Darin heißt es u.a.: "Ab sofort sollen Menschen mit Krankheitssymptomen und Personen, die nachweislich Kontakt zu Infizierten hatten, sich bei ihrem Hausarzt oder - mit entsprechender Überweisung - in einer sogenannten Infektionspraxis melden, um dort einen Corona-Test durchführen zu lassen. Diese Vorgehensweise steht in krassem Widerspruch zu allen Maßnahmen, die darauf ausgerichtet sind, Infektionen möglichst schnell nachzuweisen, um zu verhindern, dass unbemerkt andere angesteckt und so neue Infektionsketten ausgelöst werden. Diese verantwortungslose Entscheidung ist nicht hinnehmbar. Zentraler Punkt bei allen Maßnahmen zur Bekämpfung und Eindämmung der Corona-Pandemie ist es, die Situation vor Ort so schnell wie möglich in den Griff zu bekommen. Dem wird die Entscheidung der KVN in keiner Weise gerecht.
Und haben wir nicht sogar gelernt, dass andere Patienten aus Sorge, sich in der Praxis mit dem Virus zu infizieren, selbst in gesundheitlich kritischen Situationen auf notwendige Arztbesuche verzichten?

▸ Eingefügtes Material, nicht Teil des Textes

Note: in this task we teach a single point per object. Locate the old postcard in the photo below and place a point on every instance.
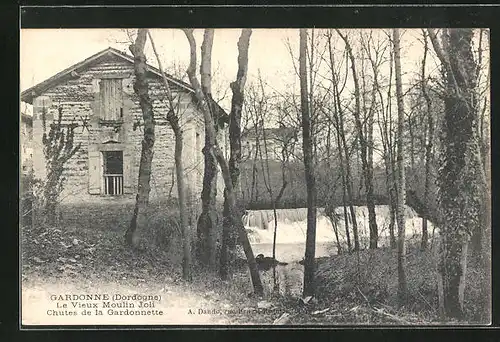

Es reicht nicht, die Bevölkerung immer wieder daran zu erinnern, die Hygiene- und Abstandregeln sowie die Pflicht zur Mund-Nasen-Bedeckung weiter zu befolgen. Es muss von der Politik in Hannover mehr geschehen." Die KVN hat auf die Vorwürfe reagiert und angekündigt, in kürze landesweit wieder elf Testzentren für Urlaubsrückkehrer einzurichten.